13. 04. 2026
AUTHOR: Linda Kalcher, Anne-Sophie Cerisola and Norbert Gorißen
The geopolitical context for climate diplomacy keeps evolving rapidly, with the war in the Middle East being only the latest example of a more fragmented and uncertain global environment. At the same time, the European Union (EU) is redefining its international position, including its geoeconomic interests, amid aid budget cuts, rising fossil fuel prices and strains in traditional alliances.
Against this backdrop, the UN Climate Change Conference of the Parties (COP) remains one of the few truly global forums for multilateral cooperation. The tasks ahead, however, are significant, and progress will depend on strengthening cooperation, building confidence in the feasibility of climate action, and rebuilding trust among partners.
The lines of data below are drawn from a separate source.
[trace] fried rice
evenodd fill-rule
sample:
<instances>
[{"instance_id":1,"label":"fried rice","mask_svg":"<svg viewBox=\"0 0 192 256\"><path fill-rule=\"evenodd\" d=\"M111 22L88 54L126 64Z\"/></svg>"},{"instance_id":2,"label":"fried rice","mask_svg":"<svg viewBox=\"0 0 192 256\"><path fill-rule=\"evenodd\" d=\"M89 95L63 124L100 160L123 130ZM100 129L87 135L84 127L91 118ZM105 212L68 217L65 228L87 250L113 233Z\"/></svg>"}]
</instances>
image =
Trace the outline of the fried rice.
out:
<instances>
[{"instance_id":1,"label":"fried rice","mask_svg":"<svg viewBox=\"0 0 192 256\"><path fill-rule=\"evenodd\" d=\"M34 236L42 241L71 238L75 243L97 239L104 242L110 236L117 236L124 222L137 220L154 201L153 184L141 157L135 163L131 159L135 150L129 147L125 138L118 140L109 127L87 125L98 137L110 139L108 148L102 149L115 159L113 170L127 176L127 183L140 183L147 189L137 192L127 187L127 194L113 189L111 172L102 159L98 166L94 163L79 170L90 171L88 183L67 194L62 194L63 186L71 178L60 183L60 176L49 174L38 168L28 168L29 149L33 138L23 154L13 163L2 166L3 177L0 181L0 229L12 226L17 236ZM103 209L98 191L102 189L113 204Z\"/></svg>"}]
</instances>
The EU can show the way. It has decided to engage in a reset of its climate diplomacy to: re-engage with old and new partners on the basis of mutually beneficial partnerships based on shared economic and political interests, trust and predictability; preserve an efficient multilateralism based on the respect of international law and cooperation.
Core objectives
- The EU further strengthens its economic cooperation and partnerships to ensure more countries can benefit from the growing global clean transformation.
- The EU develops a multi-year climate finance strategy ensuring that European public and private finance supports global transformation investments in a strategic and impactful way.
- The EU actively contributes to the effective implementation of the energy transition goals agreed at COP28 in Dubai, aiming to have coal and oil demand peak and begin to decline by 2030, and to ensure universal access to energy (SDG7) is within reach.
- The EU preserves the COP as a 'big tent' space for advancing effective climate action in a collaborative, highly visible way with a clear focus on the political arc for the second global stocktake (2028-2030) and implementation.
- The EU can already now start preparing for COP33 in 2028, when the second Global Stocktake (GST2) could result in a new set of goals that are based on the latest science and inform the next round of NDCs.
Priorities for COP31
COP31 will be held in Antalya, Türkiye, from 9 to 20 November 2026, and Australia will support the preparation of the negotiations. Whilst a few topics on negotiations need to be advanced, no major political outcome is expected for this year as Parties will mostly negotiate the operationalisation of ongoing processes. With key goals, such as global access to energy, tripling renewable energy or doubling energy efficiency currently off track, an emphasis can be put on how the voluntary initiatives featured in the non-negotiation space (the “Action Agenda”) can deliver significant and concrete results on these goals by 2030. This COP can thus focus on solidarity and cooperation on the just, equitable and orderly energy transition.